TottenhamLad then reviews the statistical evidence on his subject:
The hearty lad also makes a credible case that British news organizations conceal the race of the perpetrators in stories of crime committed by non-whites, a practice that has already been noted on The Inverted World. For example, in a news story on a gang-rape:
the BBC emphasized the fact, complete with a large leading photographic image, that a, presumably English, girl had been convicted of rape:
“A teenage girl who pinned a woman to the ground during a “vile and horrifying” sex attack has been found guilty of rape.”
Though reading the full story shows that her part, as one of a fourteen strong gang, consisted only of ‘pinning’ the victim down; while the two men who actually committed the rape were black.
There are even clearer examples of the suppression of stories of crime committed by non-whites:
Suspicions that the media are ignoring some of the more uncomfortable aspects of inter-racial crime are also not helped by the infamous case of the Channel 4 documentary that was pulled from the schedules because of its topic: the targeting of very young English children by Indian and Pakistani immigrant paedophilic gang-rapists.

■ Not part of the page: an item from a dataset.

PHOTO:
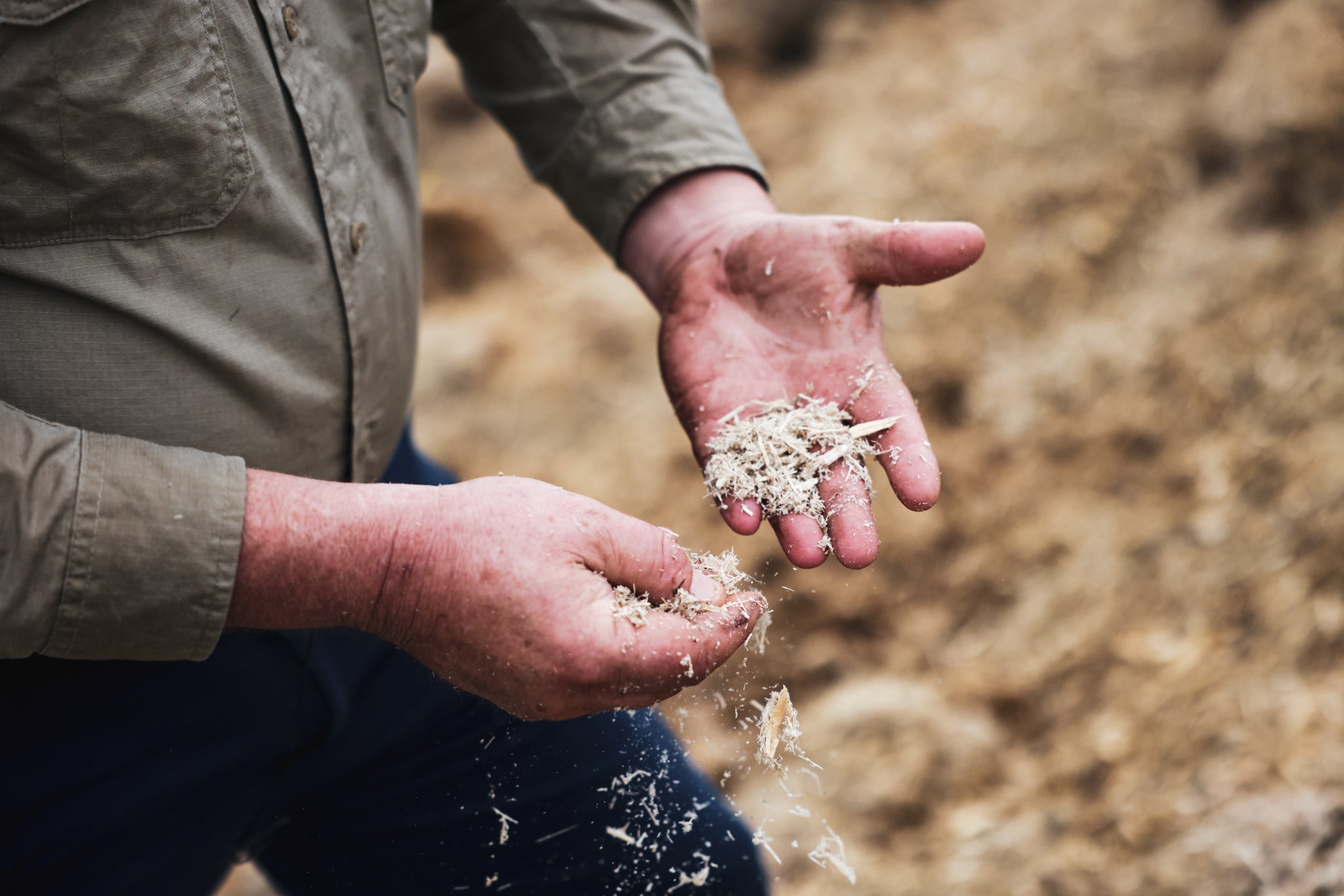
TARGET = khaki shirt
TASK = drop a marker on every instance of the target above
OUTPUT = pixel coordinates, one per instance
(210, 260)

The documentary was to have reported “that white [English] girls as young as 11 were being sexually abused … raped and gang raped … by Asian men who encouraged their dependency on drugs over a period of time.”
But was deemed unsuitable for broadcast because, “Channel 4 said police feared the new documentary “would increase community tensions in Bradford” … “with the risk that it would lead to public disorder.”
The blogger cites statistics on interracial crime in America from the report I wrote while at New Century Foundation, The Color of Crime, and uses the report’s methodology in his own study of British gang-rapes. I appreciate his close reading of the report’s often challenging methodological footnotes.